The Phiaton Primal Series 300 Noise Canceling headphones are supercompact and packed with features any frequent flier would lust after, but only those with a particular penchant for dance, pop, electronica, and hip-hop should consider picking up a set.
Phiaton edged its way into the headphone market last year with its MS 400 Moderna Series headphones, an eye-catching set that brought solid sound quality and comfortable construction to the table. Now, with the considerably more portable PS 300 Noise Canceling headphones, the company continues its tradition of sleek design and plush comfort.
These on-ear 'phones pack in a slew of travel-friendly accessories and, at $299, cost $50 less than the competition from Bose. However, the set failed to provide great sound quality across a wide variety of music, making it most suitable for only a certain type of listener.
The Phiaton PS 300 Noise Canceling headphones are very similar to the Bose On Ear headphones in design. Two small, oval earpads measuring 2.7 inches tall by 2.2 inches wide are designed to be worn on the ear rather than cupping it.
As with the Bose set, a single detachable cable descends from the right earpiece, although in the PS 300's case, the cord features an inline muting button that allows you to hear external noise without removing the headphones.
The style of the Phiaton PS 300 headphones varies slightly from the Bose, but we're rather keen on it. Rather than silver accents, you get champagne gold, and the outer covering of the earpieces is a textured black leather. It's a high-end look overall. Thanks to the padded, adjustable headband and super cushy earpads, the PS 300 'phones rival the Bose set in comfort.
As far as features are concerned, the Phiaton PS 300 headphones are better than the Bose QuietComfort 3, as they include noise-canceling functionality, but can actually be used without this feature activated. So, if your battery runs out midflight, you won't be stuck without music. Not that you'll have to worry about the battery dying anyway, seeing as how Phiaton includes an extra rechargeable cell in the package.
The extras don't end there. The Phiaton PS 300 headphones are pretty much a traveler's dream. The package includes a nice, hard-shelled case; an airline adapter; and a wallwart power adapter with snap-on attachments for various international outlets. To this you connect a compact USB charging unit, which directly accepts the rechargeable cells. In addition, you get a quarter-inch plug for use with home stereos for when you're not on the go.

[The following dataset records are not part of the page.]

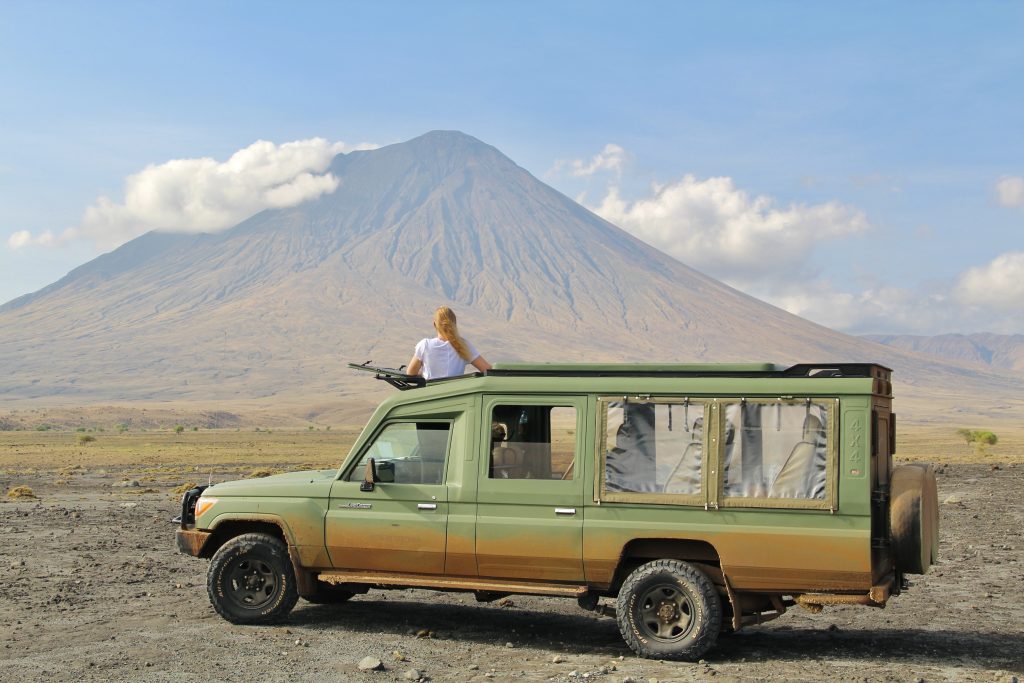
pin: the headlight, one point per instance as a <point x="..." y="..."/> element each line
<point x="204" y="504"/>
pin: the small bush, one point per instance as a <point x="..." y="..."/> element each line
<point x="22" y="493"/>
<point x="980" y="438"/>
<point x="264" y="472"/>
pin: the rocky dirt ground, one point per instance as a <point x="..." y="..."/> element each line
<point x="91" y="589"/>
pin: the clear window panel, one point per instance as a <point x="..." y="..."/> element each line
<point x="775" y="451"/>
<point x="654" y="447"/>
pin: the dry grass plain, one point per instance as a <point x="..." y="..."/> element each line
<point x="93" y="590"/>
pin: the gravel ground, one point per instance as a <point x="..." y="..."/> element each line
<point x="91" y="589"/>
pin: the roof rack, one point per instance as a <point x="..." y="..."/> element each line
<point x="865" y="370"/>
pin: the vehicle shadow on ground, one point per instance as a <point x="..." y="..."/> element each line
<point x="588" y="634"/>
<point x="472" y="623"/>
<point x="934" y="647"/>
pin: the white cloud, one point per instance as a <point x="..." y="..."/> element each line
<point x="725" y="232"/>
<point x="611" y="158"/>
<point x="997" y="286"/>
<point x="204" y="195"/>
<point x="767" y="249"/>
<point x="1010" y="190"/>
<point x="19" y="239"/>
<point x="880" y="309"/>
<point x="24" y="239"/>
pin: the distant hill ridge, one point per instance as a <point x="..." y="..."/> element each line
<point x="1005" y="351"/>
<point x="274" y="306"/>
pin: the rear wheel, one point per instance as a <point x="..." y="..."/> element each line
<point x="669" y="609"/>
<point x="251" y="580"/>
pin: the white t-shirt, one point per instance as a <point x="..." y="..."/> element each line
<point x="440" y="359"/>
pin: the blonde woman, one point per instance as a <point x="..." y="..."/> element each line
<point x="448" y="353"/>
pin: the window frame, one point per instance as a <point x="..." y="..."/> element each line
<point x="578" y="403"/>
<point x="358" y="464"/>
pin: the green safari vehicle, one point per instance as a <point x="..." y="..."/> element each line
<point x="696" y="499"/>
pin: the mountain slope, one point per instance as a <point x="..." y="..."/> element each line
<point x="278" y="304"/>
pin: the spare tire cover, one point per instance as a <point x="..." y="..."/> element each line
<point x="913" y="517"/>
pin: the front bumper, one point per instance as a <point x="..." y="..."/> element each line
<point x="192" y="542"/>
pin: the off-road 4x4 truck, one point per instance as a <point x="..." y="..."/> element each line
<point x="698" y="498"/>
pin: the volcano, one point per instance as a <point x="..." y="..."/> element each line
<point x="275" y="306"/>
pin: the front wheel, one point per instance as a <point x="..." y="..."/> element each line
<point x="669" y="609"/>
<point x="251" y="580"/>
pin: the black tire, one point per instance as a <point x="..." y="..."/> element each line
<point x="669" y="609"/>
<point x="913" y="517"/>
<point x="251" y="580"/>
<point x="328" y="594"/>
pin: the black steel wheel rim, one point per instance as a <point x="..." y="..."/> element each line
<point x="665" y="612"/>
<point x="251" y="584"/>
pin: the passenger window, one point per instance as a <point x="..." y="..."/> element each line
<point x="653" y="447"/>
<point x="776" y="451"/>
<point x="408" y="453"/>
<point x="532" y="442"/>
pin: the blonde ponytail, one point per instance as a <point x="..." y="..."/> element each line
<point x="446" y="328"/>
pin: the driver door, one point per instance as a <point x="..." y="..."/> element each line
<point x="400" y="525"/>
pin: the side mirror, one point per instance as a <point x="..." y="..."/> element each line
<point x="370" y="477"/>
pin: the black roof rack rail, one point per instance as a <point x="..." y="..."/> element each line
<point x="835" y="370"/>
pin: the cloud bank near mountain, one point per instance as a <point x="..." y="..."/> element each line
<point x="767" y="249"/>
<point x="204" y="195"/>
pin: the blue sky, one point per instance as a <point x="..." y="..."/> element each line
<point x="861" y="165"/>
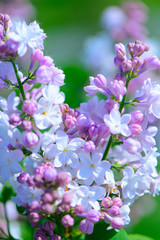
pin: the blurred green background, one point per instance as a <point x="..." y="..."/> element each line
<point x="68" y="23"/>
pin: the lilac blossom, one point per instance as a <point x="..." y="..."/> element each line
<point x="118" y="124"/>
<point x="28" y="36"/>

In addition to the noise cancellation, the PS 300 headphones include a bass boost feature, which can be activated via switches on the bottom of either earcup. Flipping one enhances the low-end a bit, and turning on the second pumps it up even more.
Our main complaint is that the low-end can sound mushy for certain types of music--new wave and indie rock, in particular. Bass performs notably better for pop, dance, and hip-hop music, where it is generally more defined.